Contagem recíproca e refiliação ao RGPS para averbação no RPPS
Análise jurídica demonstra que segurados não precisam se refiliar ao RGPS para averbar tempo do RPPS.
segunda-feira, 7 de julho de 2025
Atualizado às 08:38
1. Considerações iniciais
O instituto da contagem recíproca de tempo de contribuição entre diferentes regimes previdenciários representa uma das mais importantes conquistas do direito social brasileiro, constituindo mecanismo essencial de proteção aos trabalhadores que exercem atividades em diferentes esferas da administração pública e da iniciativa privada. A previsão constitucional deste direito, insculpida no art. 201, § 9º, da Carta Magna de 1988, estabelece garantia fundamental que visa assegurar a continuidade da proteção previdenciária independentemente das transições laborais do segurado.
No entanto, a aplicação prática deste instituto tem gerado controvérsias interpretativas significativas, particularmente no que concerne aos requisitos necessários para sua efetivação.

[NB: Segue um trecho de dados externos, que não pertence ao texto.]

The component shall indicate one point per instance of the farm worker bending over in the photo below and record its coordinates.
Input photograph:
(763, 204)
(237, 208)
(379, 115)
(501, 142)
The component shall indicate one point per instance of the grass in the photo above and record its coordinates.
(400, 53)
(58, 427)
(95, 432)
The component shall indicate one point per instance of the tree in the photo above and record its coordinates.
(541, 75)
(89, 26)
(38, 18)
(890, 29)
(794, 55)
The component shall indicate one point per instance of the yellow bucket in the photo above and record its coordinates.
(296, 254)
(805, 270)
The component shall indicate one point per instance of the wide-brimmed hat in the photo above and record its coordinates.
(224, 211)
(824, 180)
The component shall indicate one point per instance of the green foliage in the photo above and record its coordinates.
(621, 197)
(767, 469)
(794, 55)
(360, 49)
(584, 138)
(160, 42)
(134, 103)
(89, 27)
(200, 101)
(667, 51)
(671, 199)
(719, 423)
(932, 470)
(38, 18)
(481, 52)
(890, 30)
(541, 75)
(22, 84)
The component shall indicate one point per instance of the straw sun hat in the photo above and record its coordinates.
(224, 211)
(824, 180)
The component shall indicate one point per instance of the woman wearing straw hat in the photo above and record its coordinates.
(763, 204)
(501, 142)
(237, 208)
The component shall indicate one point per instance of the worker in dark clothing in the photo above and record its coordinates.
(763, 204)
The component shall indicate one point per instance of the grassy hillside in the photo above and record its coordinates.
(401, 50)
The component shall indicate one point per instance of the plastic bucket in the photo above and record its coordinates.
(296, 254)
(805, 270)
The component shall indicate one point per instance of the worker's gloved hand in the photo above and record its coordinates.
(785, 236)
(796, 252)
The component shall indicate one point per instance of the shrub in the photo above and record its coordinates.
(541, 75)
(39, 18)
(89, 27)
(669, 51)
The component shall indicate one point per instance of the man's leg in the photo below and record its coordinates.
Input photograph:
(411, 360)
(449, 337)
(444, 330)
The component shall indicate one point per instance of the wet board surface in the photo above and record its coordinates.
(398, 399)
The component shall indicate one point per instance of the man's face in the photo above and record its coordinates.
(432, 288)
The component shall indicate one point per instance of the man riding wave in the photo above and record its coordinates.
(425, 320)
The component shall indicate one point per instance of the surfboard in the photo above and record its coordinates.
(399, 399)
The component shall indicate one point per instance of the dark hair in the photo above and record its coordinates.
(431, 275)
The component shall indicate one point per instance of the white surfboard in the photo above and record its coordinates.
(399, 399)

Uma das questões mais debatidas refere-se à exigência ou não de manutenção de vínculo ativo ao RGPS - Regime Geral de Previdência Social no momento do requerimento de benefício que utilize tempo de contribuição oriundo do RPPS - Regime Próprio de Previdência Social.
A problemática surge da interpretação do art. 99 da lei 8.213/1991, que dispõe sobre a concessão de benefícios resultantes de contagem recíproca pelo "sistema a que o interessado estiver vinculado ao requerê-lo"1. Tradicionalmente, parcela da jurisprudência, incluindo entendimentos anteriores da TNU - Turma Nacional de Uniformização, interpretava este dispositivo como exigência de vínculo formal ativo ao regime no momento da solicitação do benefício.
Contudo, esta interpretação tem sido objeto de crescente questionamento doutrinário e jurisprudencial, especialmente após a evolução legislativa promovida pela lei 10.666/2003, que alterou substancialmente a sistemática previdenciária ao dispensar a manutenção da qualidade de segurado para aposentadorias programadas2. Esta mudança paradigmática na legislação previdenciária impõe nova reflexão sobre os requisitos aplicáveis à contagem recíproca.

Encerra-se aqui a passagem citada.